I just keep drinking water, a little cordial, sometimes juice and a few HYDRALITES. The headaches didn’t last more than a few hours. Every time I felt one coming, I started drinking water.
Sleeping – During the first trimester, my sleep was broken with at least one trip to the toilet each night, normally around 4 am (or more). Drinking so much water and feeling very dehydrated all the time will do that to a little bladder.
As well as waking up to go to the toilet, I have been simply waking up before dawn, with my mind racing and terrible sort of dooms day thoughts. This was particularly bad when I was taking a high dose of prednisone. I was restless and half asleep all night, thinking, panicking, and wondering if I should wake up my husband.
Anxiety – The Pred effect! Yikes. As if being pregnant is not cause enough for anxiety, and then you have to throw in PREDNISONE. There have been a lot of worried late nights about everything that could go wrong. I’ve been a little obsessed with thinking about bleeding and whether or not there is bleeding in the baby. Very worrying.
When my doctor said that it was a typical ITP Prednisone symptom, everything made sense and I was able to tell myself when I woke in the morning that I was ok (I was just on drugs!). She said it’s also common in pregnancy to have an over active mind.

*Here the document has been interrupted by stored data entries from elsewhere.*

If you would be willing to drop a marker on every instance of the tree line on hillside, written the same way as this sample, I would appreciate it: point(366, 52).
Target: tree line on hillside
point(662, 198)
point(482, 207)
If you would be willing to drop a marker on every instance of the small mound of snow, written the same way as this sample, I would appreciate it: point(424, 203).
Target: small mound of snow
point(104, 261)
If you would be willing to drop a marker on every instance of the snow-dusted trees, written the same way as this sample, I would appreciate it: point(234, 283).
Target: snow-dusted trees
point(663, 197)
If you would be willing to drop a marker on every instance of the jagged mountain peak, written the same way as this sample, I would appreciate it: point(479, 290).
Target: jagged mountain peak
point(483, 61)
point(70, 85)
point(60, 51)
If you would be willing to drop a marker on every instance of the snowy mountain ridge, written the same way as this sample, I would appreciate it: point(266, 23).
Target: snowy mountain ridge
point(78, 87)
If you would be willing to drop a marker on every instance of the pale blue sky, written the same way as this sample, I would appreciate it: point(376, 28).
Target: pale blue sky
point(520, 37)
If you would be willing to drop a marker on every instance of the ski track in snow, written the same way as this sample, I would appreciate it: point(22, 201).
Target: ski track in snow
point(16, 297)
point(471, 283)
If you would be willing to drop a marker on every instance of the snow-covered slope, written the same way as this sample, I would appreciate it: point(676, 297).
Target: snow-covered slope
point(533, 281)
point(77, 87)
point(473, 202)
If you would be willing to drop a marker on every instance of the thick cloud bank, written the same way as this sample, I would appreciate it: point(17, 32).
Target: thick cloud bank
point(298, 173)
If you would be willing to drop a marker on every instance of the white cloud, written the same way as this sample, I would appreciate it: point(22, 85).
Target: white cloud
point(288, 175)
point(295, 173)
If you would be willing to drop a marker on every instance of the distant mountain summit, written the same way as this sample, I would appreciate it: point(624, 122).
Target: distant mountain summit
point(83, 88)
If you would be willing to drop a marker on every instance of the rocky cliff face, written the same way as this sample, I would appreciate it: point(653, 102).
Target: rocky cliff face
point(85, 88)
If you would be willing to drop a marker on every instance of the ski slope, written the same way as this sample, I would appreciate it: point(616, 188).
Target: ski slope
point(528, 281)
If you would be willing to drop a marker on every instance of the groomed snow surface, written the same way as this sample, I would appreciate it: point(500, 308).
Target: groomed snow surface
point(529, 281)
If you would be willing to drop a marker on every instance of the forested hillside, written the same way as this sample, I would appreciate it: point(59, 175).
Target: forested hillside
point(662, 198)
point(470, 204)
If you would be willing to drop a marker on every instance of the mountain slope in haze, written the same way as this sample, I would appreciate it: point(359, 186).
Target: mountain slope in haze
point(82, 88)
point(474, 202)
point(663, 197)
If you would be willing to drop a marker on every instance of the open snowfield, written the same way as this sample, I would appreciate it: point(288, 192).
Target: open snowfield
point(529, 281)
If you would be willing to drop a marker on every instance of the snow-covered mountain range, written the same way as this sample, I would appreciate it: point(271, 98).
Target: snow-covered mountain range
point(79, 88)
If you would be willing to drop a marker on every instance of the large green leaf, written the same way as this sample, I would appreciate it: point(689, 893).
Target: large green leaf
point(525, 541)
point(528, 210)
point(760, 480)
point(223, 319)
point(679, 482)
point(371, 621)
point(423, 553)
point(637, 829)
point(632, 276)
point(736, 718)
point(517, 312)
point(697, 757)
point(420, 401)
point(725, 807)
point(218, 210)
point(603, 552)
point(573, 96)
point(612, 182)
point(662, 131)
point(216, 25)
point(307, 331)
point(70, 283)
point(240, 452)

Feelings / Worries – I still feel very nervous to tell people. I’m constantly worried about bleeding and the baby bleeding. I am trying to hold all the appointments in my head and make sure we do everything perfectly. It is exhausting. It feels like there are only a few other people who actually understand what we are going through at the moment. I found another friend who had a high-risk birth and have loved talking to her about the strangeness of it all. The excitement everyone feels when you tell them, and how at odds that excitement is with your own thoughts.

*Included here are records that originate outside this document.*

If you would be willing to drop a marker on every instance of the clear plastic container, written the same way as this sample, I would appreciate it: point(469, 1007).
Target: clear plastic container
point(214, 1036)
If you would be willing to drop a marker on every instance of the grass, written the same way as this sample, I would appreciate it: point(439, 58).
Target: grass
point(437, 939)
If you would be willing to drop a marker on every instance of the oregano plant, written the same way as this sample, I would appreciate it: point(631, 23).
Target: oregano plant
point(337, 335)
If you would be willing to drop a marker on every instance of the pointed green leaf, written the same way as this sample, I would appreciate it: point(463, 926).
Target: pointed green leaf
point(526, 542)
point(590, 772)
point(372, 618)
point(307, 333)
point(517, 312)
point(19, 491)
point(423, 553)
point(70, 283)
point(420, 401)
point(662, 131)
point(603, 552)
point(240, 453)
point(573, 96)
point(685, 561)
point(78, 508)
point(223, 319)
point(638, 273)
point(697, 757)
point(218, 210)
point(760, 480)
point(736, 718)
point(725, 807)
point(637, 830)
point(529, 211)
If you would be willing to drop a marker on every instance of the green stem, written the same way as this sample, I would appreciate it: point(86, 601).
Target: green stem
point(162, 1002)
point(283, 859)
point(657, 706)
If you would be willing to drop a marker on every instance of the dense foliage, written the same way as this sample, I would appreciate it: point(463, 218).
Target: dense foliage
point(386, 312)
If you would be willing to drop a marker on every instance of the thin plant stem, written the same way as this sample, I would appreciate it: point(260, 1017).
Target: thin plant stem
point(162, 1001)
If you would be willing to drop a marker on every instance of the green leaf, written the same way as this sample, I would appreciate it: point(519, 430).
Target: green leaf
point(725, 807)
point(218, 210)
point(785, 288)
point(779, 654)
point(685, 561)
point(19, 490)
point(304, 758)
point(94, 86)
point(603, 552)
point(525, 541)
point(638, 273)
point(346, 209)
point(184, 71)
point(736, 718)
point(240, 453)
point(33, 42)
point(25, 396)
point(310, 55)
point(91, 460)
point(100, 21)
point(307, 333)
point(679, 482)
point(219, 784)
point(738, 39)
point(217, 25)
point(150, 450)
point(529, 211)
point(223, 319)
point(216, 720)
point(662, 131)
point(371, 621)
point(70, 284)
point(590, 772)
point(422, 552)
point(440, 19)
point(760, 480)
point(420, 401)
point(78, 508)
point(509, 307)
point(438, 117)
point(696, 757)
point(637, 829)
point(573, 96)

The Belly – My belly is going in and out at the moment. It has not quite settled into a little bump shape just yet. It’s not uncommon for it to be very flat in the morning and get more obvious as the day goes on. Probably just full of food really.
Exhaustion – The exhaustion has just started to lift.
On the whole everything is going quite well. We have wonderful doctors and am getting the very best of care. Already I am in love with the midwives we have seen. I am trying really hard to remain positive, but that can be quite tiring.
I’ve stopped eating any form of red foods and beetroot after a late night trip to the toilet left me panicked that the baby had died. I’m not proud of my panic, as I write it down. But it did happen, I cried and thought I was bleeding in my bladder and that everything had gone wrong. It took a few days before the colour cleared up.
I have been worried the whole time, and I’m sure that won’t go away. I am trying to take long walks every day and enjoy each day as it comes. I’m learning as I go.